Comment by dec0dedab0de

3 days ago

I really don’t like overloading pipes like this. I would rather chain methods like how the django orm does it.

you could reassign every line, but it would look nicer with chained functions.

  pipeline = task(get_data, branch=True)
  pipeline = pipeline | task(step1, workers=20)
  pipeline = pipeline |  task(step2, workers=20)
  pipeline = pipeline |  task(step3, workers=20, multiprocess=True)

edit:

I would be tempted to do something like this:

  steps = [task(step1, workers=20),
           task(step2, workers=20),
           task(step3, workers=20, multiprocess=True)]
  pipeline = task(get_data, branch=True)

  for step in steps:
      pipeline =   pipeline.__or__(step)

According to the docs, | is syntactic sugar for the .pipe method.

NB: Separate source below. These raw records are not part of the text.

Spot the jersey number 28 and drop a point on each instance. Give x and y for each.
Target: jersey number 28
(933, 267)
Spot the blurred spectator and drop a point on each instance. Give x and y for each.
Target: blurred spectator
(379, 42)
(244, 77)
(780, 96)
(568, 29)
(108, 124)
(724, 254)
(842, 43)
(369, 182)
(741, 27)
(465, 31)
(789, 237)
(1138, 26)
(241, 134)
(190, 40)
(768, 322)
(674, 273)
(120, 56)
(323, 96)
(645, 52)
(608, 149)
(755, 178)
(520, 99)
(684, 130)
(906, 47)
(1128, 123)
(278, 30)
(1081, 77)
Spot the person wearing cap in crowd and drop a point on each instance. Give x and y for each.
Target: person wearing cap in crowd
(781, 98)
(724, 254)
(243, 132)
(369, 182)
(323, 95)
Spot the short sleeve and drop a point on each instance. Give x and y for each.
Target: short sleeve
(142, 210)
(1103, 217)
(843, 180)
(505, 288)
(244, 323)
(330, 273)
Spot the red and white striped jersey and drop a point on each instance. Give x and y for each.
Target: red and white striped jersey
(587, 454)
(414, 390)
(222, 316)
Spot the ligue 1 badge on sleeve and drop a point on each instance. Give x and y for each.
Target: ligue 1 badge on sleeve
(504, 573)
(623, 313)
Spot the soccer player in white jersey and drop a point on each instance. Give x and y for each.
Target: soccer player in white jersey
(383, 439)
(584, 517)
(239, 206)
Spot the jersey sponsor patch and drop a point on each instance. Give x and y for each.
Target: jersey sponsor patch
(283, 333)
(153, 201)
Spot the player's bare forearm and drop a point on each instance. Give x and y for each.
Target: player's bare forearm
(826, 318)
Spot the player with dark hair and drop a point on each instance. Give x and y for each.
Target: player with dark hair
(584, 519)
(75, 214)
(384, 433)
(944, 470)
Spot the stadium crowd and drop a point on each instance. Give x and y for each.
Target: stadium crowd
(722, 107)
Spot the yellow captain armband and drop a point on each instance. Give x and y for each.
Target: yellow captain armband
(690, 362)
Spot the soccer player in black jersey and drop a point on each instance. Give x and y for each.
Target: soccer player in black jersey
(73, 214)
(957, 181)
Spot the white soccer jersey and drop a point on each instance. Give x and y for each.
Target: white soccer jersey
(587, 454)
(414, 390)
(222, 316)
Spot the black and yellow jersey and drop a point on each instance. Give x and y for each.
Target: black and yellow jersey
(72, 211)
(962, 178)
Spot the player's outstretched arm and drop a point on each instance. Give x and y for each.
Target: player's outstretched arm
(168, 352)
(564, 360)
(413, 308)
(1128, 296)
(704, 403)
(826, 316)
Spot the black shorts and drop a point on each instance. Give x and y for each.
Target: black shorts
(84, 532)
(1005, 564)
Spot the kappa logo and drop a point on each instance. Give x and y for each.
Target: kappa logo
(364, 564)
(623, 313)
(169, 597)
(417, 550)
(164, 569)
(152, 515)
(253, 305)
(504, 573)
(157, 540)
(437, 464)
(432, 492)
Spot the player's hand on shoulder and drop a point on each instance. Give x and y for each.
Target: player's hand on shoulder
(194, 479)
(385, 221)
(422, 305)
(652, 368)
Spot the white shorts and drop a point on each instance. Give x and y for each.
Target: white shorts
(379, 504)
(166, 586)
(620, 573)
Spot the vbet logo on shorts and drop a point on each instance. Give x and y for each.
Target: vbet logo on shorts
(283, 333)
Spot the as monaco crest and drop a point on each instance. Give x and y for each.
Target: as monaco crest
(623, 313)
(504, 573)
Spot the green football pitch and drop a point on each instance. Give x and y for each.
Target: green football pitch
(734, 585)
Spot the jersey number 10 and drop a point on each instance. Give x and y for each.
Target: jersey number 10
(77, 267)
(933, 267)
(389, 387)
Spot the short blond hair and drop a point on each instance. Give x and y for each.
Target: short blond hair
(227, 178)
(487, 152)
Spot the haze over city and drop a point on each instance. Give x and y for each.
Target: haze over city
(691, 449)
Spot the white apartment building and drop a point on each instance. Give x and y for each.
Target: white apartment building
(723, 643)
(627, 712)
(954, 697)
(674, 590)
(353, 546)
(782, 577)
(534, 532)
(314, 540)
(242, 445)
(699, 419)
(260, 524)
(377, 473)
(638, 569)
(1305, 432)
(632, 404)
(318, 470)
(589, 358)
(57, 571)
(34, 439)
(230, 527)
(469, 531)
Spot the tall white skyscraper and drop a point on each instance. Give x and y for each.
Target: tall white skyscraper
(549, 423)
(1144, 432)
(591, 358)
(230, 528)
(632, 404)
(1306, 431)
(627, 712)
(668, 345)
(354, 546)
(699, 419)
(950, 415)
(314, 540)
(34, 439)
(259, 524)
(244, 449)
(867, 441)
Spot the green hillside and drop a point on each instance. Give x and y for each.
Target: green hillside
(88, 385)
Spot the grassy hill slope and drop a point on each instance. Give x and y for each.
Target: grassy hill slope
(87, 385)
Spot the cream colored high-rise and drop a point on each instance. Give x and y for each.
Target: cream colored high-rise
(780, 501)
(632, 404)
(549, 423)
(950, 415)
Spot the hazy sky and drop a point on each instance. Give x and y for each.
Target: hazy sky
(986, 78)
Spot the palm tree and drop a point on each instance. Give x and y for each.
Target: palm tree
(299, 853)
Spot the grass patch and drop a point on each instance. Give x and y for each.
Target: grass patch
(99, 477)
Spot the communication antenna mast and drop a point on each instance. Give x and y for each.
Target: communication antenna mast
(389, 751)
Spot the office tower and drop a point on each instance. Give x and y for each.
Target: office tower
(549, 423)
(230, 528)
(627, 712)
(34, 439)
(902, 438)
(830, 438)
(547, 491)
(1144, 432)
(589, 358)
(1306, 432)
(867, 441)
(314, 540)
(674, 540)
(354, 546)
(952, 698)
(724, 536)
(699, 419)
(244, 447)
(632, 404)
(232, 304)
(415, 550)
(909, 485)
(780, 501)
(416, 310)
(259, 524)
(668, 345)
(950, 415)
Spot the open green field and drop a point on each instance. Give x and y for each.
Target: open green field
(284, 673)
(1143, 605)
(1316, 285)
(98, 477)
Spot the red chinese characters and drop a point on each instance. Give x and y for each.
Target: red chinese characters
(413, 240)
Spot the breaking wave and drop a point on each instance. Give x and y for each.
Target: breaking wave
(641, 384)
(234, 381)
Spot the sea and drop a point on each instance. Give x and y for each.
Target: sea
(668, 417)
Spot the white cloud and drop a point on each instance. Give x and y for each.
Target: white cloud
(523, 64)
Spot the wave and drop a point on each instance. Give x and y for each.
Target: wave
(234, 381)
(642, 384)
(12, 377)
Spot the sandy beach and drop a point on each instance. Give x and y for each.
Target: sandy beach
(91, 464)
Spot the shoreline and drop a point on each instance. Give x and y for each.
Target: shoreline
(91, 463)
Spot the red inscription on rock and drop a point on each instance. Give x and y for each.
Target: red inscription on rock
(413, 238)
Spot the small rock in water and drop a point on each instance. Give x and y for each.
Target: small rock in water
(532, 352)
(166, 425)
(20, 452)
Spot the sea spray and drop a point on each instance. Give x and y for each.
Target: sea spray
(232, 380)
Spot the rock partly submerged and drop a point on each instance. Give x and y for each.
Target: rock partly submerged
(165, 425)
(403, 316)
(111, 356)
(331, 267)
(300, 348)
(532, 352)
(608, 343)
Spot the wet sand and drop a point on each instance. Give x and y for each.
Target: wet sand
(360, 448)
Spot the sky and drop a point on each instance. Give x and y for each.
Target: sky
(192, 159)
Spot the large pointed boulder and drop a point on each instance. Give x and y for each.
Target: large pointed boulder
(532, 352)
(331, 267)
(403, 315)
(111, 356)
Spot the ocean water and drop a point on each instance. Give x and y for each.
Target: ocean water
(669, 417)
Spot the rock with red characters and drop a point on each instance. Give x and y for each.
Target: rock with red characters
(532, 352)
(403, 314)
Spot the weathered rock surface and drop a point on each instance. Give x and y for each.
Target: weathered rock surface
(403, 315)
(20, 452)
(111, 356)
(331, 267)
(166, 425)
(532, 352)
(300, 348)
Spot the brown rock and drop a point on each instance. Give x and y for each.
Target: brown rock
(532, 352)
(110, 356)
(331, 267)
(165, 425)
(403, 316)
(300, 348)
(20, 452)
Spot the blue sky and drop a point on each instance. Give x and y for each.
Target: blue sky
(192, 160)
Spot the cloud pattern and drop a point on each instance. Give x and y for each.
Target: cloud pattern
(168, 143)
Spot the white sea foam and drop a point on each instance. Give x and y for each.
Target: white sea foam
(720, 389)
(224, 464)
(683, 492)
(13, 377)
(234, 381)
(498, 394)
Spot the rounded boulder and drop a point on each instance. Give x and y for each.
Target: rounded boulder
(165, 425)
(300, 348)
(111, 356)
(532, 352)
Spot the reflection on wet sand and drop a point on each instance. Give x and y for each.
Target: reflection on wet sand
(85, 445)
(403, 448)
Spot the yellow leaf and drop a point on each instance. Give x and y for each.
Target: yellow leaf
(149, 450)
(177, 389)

  pipeline = task(get_data, branch=True).pipe(
      task(step1, workers=20)).pipe(
      task(step2, workers=20)).pipe(
      task(step3, workers=20, multiprocess=True))

That's probably the chained method approach for those with this preference.

This style looks pretty good to me:

    pipeline = task(...)
    pipeline |= task(...)

So does this style:

    steps = [task(...), task(...)]
    pipeline = functools.reduce(operator.or_, steps)

But it appears you can just change "task" to "Task" and then:

    pipeline = pyper.Pipeline([Task(...), Task(...)])